HELP :)
A man who is standing on the roof of a building throws a baseball vertically downward toward the sidewalk at a speed of 6.85m/s. The sidewalk is 34.9m below the roof. Calculate the speed of the ball just as it hits the pavement.
h = Vo*t + 0.5g*t^2 = 34.9.
6.85t + 4.9t^2 = 34.9,
4.9t^2 + 6.85t - 34.9 = 0,
Quad.

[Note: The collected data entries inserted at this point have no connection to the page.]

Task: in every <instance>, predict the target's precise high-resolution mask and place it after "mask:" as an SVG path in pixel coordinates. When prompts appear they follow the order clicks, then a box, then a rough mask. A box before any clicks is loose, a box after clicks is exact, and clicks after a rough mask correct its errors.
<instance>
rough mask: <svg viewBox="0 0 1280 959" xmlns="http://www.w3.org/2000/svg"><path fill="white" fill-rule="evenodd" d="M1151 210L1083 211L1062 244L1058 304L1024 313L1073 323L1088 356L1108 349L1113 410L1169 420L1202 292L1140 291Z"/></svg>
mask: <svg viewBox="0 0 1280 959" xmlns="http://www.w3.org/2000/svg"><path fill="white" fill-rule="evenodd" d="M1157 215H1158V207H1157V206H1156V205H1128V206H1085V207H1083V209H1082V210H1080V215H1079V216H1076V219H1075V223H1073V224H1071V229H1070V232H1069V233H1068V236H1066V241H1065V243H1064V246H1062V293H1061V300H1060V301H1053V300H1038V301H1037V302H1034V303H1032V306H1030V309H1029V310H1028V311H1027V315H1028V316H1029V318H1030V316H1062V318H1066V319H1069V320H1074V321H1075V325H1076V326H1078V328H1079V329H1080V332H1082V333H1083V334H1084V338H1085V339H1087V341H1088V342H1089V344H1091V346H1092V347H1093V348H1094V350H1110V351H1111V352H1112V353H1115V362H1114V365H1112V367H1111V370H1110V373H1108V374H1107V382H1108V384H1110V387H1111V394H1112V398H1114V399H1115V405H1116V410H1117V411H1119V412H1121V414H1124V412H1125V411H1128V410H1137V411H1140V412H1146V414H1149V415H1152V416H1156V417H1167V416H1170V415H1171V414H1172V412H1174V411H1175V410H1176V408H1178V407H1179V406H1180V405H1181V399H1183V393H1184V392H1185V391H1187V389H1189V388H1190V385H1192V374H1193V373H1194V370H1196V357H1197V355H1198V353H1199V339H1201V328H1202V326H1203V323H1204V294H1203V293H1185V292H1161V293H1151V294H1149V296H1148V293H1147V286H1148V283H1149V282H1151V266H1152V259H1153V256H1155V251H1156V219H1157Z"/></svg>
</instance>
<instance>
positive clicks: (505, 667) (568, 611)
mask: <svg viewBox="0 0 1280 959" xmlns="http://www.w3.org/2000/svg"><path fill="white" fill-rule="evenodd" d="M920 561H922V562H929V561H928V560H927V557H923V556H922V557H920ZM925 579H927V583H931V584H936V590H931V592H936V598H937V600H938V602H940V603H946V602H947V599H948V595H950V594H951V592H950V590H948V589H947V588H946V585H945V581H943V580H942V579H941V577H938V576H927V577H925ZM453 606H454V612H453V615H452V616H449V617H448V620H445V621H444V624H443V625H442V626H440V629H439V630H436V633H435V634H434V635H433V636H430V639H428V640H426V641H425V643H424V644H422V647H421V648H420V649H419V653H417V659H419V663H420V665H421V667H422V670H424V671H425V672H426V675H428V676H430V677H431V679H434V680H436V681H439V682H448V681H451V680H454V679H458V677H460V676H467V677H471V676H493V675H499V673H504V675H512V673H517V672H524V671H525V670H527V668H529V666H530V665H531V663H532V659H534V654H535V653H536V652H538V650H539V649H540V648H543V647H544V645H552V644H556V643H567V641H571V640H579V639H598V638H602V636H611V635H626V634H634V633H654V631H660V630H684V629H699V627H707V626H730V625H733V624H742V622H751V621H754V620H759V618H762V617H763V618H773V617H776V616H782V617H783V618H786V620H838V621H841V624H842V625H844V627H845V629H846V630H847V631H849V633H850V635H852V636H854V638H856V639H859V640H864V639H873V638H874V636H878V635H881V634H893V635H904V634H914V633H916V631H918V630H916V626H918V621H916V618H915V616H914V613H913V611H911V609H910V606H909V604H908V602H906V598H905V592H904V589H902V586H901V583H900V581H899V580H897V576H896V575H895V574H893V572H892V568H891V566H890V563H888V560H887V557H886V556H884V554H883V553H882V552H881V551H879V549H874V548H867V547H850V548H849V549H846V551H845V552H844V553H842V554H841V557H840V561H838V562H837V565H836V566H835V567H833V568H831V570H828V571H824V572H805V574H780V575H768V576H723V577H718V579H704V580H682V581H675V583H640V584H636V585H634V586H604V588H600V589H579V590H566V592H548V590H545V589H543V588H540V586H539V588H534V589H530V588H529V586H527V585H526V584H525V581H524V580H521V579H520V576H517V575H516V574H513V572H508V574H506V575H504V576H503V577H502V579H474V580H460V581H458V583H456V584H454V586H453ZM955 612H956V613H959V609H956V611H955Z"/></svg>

Formula:
t = (-6.85 +- sqrt(6.85^2 + 684.04))/9.8 = 2.06 s. to hit the pavement.
V = Vo + g*t = 6.85 + 9.8*2.06 = 20.2 m/s.
Correction: V = 27.1 m/s.
Another Method:
V^2 = Vo^2 + 2g*d = 6.85^2 + 19.6*34.9 = 730.963.
V = 27.05 m/s.
To solve this problem, we can use the equations of motion and relevant physics principles.
First, let's identify the given values:
Initial velocity (vi) = 6.85 m/s (thrown vertically downward)
Height (h) = 34.9 m (vertical distance from the roof to the sidewalk)
Acceleration due to gravity (g) = 9.8 m/s² (assumed and constant on Earth's surface)
Now, let's use the following equation of motion to find the final velocity (vf) of the ball just as it hits the pavement:
vf² = vi² + 2gh
Here's the explanation of the equation:
- vf is the final velocity of the ball
- vi is the initial velocity of the ball
- g is the acceleration due to gravity
- h is the vertical distance traveled by the ball
Substituting the known values into the equation:
vf² = (6.85 m/s)² + 2 * (9.8 m/s²) * (34.9 m)
Now, calculate the right-hand side of the equation:
vf² = 46.9225 m²/s² + 683.24 m²/s²
Add the values:
vf² = 730.1625 m²/s²
Finally, take the square root of both sides to find the final velocity, vf:
vf ≈ √(730.1625 m²/s²)
vf ≈ 27.02 m/s
Therefore, the speed of the ball just as it hits the pavement is approximately 27.02 m/s.